Os governos da direita regional tinham decidido encaminhar uma série de declarações e de sanções contra a Venezuela, em primeiro lugar com a aplicação da "cláusula democrática" do Mercosul e logo depois com a declaração da Cúpula em Lima. Se estas medidas acompanhavam as sanções estadounidenses e favoreciam a oposição direitista da MUD, a ameaça de uma intervenção militar coloca estes setores em uma posição incômoda.

A ofensiva regional contra o governo de Maduro, encabeçada pelo governo argentino de Macri e pelo golpista brasileiro Temer, usava como máscara um discurso de saída pelo diálogo, reivindicando o fim da ANC para dar lugar a um chamado por eleições e enfrentar a crise venezuelana. Porém é mais do que complicado para estes governos alinharem-se à ameaça de Trump, o que gera, de imediato, uma dificuldade para que se mantenha essa ofensiva caso se abra a possibilidade de uma intervenção guerreirista estado unidense.

Por outro lado, uma intervenção estado unidense abriria uma "caixa de Pandora" regional com consequências imprevisíveis.
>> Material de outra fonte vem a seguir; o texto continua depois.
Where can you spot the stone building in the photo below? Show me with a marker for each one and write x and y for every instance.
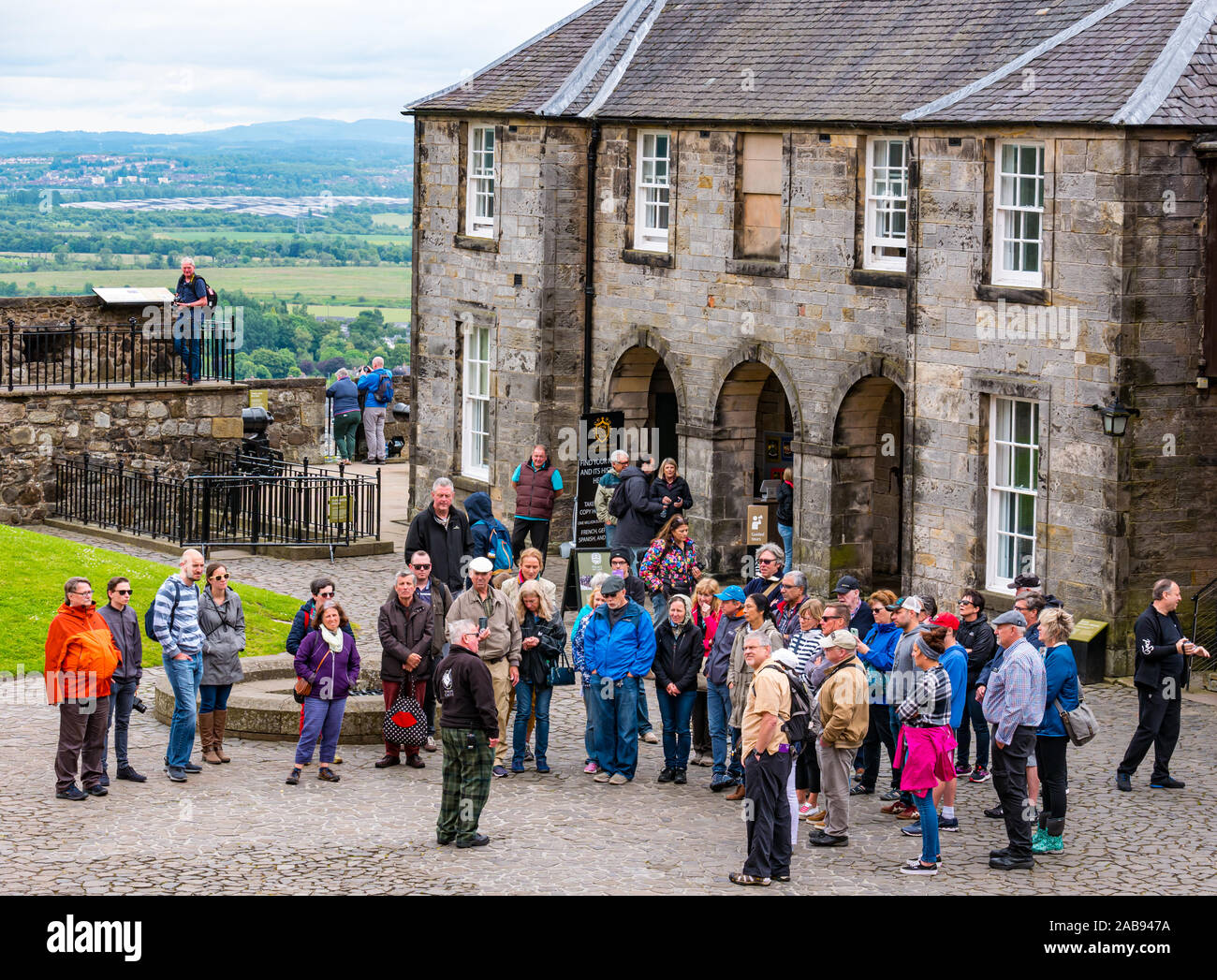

Em especial pelo rechaço que despertaria na região, não só em pontos distantes do planeta, mas que poderia se estender até a própria fronteira dos Estados Unidos.
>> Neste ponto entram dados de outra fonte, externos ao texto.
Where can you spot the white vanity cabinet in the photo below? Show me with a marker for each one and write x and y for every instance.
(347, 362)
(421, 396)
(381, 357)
Diante da ameaça de Trump, o ministro da Defesa da Venezuela, Vladimir Padrino López, respondeu que a mesma é "um ato de loucura" e "de extremismo supremo". Antes disso, o presidente Maduro considerou as ações dos Estados Unidos como atos de "intervencionismo imperialista".
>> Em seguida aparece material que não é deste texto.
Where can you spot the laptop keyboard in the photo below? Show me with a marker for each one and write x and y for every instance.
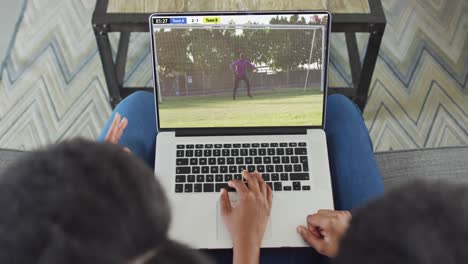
(209, 167)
O governo de Maduro e os principais membros da ANC certamente aproveitaram do discurso guerreirista de Trump para fazer uso de um antiimperialismo falso, enquanto a atual situação do país continua agravando a crise.

É indubitável que as declarações de Trump devem ser rechaçadas, da mesma forma que se deve enfrentar qualquer intuito de intervenção exterior contra a Venezuela, mas sem que isto signifique apoiar as medidas que vem tomando o governo de Maduro.

Como relatado ao La Izquierda Diario por Ángel Arias, representante da LTS (Liga dos Trabalhadores pelo Socialismo), "A imposição da ANC prolonga o 'empate catastrófico' em que se encontra a situação nacional, enquanto a crise econômica segue trazendo penúrias aos trabalhadores e ao povo pobre. Agora, com uma lei proposta por Maduro, ainda que se apresente a partir de uma desculpa de enfrentar crimes de ódio, o que pode se esperar é um salto na criminalização dos protestos caso seja aprovada pela ANC".

O representante da LTS acrescentou que "A direita não consegue avançar, as Forças Armadas seguem sustentando Maduro sem que a MUD consiga induzir a fratura que tanto anseia para uma saída de Maduro pelas mãos de alguma intervenção militar, o que desnuda a falsa pose 'democrática' da oposição. Por sua vez, a MUD aposta em redobrar a pressão da direita internacional e do imperialismo, mas ainda não é suficiente para que o governo se curve".

Ángel Arias encerrou dizendo que "Está claro que a política do governo não representa uma saída para a crise favorável aos trabalhadores e ao povo pobre venezuelano. A saída tampouco virá através de sanções internacionais ou de um eventual governo da direita. Somente uma saída própria dos trabalhadores poderá resolver a crise política a favor da maioria dos trabalhadores e do povo".